Two security officials told Reuters on condition of anonymity that more than 35 people were killed, but there was no independent verification of the number of casualties.

After Saturday's attack, police cordoned off the area and put up tents to obscure the view, but a Reuters witness saw the burnt-out bus just inside the gate of the intelligence service compound.

"We could not see any bodies as the bus was all in flames. The wreckage of the bus and the car was all over the place," said Wazir Gul Abbasi, owner of a three-storey hotel just opposite the intelligence office, saying there was a huge explosion.

HOMECOMING FOR SHARIF

Pakistan is still under emergency rule imposed by Musharraf three weeks ago in an apparent bid to safeguard his presidency from challenges to his re-election.

A purged Supreme Court has since dismissed those challenges and Musharraf is expected to be sworn in for a second 5-year term, this time as a civilian, next week.

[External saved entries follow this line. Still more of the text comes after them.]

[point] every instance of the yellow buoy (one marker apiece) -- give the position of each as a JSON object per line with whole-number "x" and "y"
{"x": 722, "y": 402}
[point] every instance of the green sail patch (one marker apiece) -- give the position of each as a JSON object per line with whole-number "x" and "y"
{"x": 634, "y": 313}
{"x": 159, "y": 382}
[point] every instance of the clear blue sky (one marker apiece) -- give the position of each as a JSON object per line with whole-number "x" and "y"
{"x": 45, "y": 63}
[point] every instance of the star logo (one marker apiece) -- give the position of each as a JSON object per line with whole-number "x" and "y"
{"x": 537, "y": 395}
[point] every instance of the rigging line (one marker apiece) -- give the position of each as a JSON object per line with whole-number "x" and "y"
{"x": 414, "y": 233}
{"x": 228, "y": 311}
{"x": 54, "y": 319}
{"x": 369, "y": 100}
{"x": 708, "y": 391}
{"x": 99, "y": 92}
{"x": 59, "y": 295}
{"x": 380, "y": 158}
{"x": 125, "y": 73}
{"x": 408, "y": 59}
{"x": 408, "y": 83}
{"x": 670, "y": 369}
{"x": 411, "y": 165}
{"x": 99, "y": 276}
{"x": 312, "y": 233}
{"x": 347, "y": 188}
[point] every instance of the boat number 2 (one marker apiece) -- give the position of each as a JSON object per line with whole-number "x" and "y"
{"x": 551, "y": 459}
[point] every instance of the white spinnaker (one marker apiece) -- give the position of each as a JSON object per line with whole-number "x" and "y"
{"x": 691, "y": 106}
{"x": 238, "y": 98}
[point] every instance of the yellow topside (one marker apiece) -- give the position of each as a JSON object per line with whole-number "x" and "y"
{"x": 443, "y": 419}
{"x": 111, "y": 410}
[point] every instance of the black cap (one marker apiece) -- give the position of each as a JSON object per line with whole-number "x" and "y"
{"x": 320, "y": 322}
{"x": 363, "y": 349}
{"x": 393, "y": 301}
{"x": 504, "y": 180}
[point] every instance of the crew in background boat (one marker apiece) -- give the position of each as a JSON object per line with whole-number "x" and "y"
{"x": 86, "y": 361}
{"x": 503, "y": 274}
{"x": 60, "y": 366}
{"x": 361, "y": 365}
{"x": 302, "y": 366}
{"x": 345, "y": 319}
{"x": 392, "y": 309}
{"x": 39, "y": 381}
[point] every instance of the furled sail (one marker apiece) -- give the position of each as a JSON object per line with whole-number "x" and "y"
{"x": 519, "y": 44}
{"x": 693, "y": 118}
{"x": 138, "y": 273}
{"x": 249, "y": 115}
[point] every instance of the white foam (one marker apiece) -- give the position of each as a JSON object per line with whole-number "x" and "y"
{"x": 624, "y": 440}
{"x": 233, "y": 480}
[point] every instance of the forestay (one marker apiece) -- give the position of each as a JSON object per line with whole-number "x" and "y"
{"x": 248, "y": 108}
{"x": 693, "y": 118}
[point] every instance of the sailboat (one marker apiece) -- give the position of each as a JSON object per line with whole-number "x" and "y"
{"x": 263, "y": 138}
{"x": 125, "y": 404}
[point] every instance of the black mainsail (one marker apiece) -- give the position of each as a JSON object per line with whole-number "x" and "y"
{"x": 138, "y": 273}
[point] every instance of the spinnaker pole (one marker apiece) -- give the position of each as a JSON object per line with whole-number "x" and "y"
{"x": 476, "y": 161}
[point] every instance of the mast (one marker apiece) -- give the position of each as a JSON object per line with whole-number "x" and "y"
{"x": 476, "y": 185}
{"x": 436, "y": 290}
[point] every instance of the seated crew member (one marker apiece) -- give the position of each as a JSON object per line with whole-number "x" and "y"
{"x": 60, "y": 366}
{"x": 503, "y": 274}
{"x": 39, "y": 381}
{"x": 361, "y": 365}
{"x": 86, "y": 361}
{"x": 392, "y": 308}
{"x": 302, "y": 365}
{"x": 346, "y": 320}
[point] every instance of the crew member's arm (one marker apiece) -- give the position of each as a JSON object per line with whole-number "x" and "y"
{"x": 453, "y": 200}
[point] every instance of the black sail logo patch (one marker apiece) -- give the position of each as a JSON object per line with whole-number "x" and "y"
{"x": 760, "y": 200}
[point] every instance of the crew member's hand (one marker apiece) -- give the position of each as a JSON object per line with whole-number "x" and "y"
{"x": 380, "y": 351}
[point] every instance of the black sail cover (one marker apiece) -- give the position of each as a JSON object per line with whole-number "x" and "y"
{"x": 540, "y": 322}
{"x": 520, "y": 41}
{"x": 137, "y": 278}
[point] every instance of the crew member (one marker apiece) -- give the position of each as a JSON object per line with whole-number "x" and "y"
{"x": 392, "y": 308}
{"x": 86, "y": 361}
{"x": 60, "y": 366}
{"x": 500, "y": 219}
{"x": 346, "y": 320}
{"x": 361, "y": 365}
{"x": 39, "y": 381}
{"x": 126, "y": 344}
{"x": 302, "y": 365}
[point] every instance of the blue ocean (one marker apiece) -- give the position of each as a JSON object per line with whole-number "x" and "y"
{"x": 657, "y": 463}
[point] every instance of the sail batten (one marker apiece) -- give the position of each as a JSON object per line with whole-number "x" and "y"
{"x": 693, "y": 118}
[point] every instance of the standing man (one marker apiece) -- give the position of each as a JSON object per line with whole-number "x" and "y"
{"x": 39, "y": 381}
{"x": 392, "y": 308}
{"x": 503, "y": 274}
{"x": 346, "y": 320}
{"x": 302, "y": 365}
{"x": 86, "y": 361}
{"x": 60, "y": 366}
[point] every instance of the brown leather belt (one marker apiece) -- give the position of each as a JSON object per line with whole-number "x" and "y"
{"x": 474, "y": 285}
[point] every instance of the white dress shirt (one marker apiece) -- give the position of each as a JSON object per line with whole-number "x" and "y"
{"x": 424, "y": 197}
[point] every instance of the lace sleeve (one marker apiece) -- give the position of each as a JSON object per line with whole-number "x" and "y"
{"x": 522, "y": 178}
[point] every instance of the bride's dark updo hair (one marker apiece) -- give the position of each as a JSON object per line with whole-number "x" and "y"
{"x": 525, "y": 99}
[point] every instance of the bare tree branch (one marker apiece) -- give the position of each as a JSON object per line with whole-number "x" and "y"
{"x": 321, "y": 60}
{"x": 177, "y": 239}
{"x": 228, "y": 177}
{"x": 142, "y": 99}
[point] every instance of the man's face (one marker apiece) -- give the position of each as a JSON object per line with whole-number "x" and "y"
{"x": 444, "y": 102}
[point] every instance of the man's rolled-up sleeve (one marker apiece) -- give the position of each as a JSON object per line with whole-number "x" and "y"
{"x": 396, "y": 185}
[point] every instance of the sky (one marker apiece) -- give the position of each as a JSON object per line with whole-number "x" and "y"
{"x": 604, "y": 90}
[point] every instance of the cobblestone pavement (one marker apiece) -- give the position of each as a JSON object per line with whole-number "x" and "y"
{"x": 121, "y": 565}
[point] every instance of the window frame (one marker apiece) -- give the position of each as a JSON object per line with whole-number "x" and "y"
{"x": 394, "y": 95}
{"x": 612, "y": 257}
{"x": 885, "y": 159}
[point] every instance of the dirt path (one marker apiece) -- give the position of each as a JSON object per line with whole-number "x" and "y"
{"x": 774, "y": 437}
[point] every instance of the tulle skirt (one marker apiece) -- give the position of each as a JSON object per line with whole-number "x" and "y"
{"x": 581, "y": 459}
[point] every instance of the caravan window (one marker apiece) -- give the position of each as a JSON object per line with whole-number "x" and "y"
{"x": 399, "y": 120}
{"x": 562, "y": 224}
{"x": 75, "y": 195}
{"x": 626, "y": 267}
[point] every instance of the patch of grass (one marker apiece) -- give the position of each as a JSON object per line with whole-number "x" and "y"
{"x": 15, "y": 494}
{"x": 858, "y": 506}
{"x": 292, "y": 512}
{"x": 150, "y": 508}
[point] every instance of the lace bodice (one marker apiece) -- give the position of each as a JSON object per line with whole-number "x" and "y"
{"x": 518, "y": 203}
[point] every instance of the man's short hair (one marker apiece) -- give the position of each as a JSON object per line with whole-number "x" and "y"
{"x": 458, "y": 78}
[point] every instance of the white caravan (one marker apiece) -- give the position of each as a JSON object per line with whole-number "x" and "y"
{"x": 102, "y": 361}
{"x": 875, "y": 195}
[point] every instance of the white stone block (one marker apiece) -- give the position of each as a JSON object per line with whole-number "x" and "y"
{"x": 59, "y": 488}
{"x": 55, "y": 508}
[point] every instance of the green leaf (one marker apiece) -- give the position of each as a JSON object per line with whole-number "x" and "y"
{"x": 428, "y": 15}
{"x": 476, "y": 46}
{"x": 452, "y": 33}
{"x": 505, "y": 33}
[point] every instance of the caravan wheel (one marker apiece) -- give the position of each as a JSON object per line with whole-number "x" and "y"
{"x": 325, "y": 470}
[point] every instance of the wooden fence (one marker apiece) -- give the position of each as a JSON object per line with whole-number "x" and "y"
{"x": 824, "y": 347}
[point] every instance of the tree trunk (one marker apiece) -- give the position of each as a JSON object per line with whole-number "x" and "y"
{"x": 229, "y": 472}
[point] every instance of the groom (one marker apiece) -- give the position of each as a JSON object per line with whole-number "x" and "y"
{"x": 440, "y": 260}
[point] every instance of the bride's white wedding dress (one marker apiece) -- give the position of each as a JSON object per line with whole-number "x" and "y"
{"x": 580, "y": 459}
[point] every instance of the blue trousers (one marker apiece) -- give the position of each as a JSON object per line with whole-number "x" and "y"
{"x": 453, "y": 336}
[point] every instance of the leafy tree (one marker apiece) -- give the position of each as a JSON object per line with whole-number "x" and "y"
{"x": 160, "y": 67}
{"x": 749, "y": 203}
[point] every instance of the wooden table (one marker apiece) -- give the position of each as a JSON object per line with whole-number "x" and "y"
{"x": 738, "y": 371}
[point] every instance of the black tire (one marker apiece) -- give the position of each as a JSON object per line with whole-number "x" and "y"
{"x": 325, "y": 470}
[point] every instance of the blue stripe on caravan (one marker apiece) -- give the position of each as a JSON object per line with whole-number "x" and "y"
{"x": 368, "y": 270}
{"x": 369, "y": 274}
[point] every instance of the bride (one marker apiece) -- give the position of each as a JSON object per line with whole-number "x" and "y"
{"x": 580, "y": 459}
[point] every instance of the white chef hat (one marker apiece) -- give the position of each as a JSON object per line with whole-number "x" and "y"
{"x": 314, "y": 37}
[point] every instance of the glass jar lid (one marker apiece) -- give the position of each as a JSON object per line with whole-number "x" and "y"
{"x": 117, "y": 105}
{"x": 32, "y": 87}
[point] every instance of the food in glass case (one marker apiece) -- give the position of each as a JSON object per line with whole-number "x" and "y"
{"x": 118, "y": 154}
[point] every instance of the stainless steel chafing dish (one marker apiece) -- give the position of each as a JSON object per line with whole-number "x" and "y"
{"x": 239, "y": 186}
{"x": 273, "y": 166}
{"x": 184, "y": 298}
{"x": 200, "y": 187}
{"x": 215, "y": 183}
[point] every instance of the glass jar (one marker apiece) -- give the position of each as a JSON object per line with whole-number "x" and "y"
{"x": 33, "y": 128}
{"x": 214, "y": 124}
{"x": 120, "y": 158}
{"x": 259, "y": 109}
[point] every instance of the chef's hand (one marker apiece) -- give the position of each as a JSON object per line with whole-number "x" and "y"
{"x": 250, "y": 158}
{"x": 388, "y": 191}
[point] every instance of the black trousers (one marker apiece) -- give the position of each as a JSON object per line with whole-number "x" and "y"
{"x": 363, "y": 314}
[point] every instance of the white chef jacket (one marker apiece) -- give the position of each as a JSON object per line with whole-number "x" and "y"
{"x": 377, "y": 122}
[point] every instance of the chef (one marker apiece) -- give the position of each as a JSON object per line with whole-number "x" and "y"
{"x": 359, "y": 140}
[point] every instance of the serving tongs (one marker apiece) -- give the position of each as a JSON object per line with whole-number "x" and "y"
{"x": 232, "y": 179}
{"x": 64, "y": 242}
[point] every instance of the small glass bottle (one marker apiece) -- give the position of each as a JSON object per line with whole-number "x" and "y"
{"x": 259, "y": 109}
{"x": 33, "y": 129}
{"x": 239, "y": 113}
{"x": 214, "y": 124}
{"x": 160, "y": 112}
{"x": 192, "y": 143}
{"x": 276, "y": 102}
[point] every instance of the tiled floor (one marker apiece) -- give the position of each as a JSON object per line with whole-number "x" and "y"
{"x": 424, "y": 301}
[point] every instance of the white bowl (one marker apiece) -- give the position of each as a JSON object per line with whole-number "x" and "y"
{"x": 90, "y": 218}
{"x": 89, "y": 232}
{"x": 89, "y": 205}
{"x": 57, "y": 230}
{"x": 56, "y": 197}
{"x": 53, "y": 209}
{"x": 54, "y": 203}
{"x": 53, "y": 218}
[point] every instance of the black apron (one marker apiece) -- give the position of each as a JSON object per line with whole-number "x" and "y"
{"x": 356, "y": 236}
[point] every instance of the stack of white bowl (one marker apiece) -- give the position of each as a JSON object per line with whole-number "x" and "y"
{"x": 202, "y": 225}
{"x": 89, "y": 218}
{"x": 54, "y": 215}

Sharif, the prime minister deposed by Musharraf in a 1999 coup, plans to return to Pakistan from Saudi Arabian exile on Sunday, his brother Shahbaz Sharif told a Pakistani news channel.

General Musharraf, under intense criticism at home and abroad for imposing emergency rule three weeks ago, agreed to Sharif's return in discussions with Saudi King Abdullah in Riyadh this week, according to a leader of the ruling Pakistan Muslim League.

By returning on Sunday, Sharif will get back in time to file election nominations in order to contest a parliamentary poll on January 8. There has been no official comment from the government, which shunted him out of the country when he tried to return from exile in September.

An aide of Sharif in Jeddah said King Abdullah had laid on a special plane to fly him back and had given him a bullet-proof Mercedes which was being delivered to Pakistan ahead of his arrival.

Shaukat Aziz, the prime minister whose term just ended, announced he would not stand for re-election. Aziz said he needed a break after serving eight years in the government.

The former Citibank executive became prime minister in 2004, and in his earlier post as finance minister Aziz helped transform Pakistan from a country on the brink of bankruptcy to one of the fastest growing economies in Asia.

Aziz survived a suicide attack while campaigning for election in 2004, and the security situation has deteriorated since then.

There have been 25 suicide attacks since July. They have accounted for half of some 800 people killed since then in militant-related violence.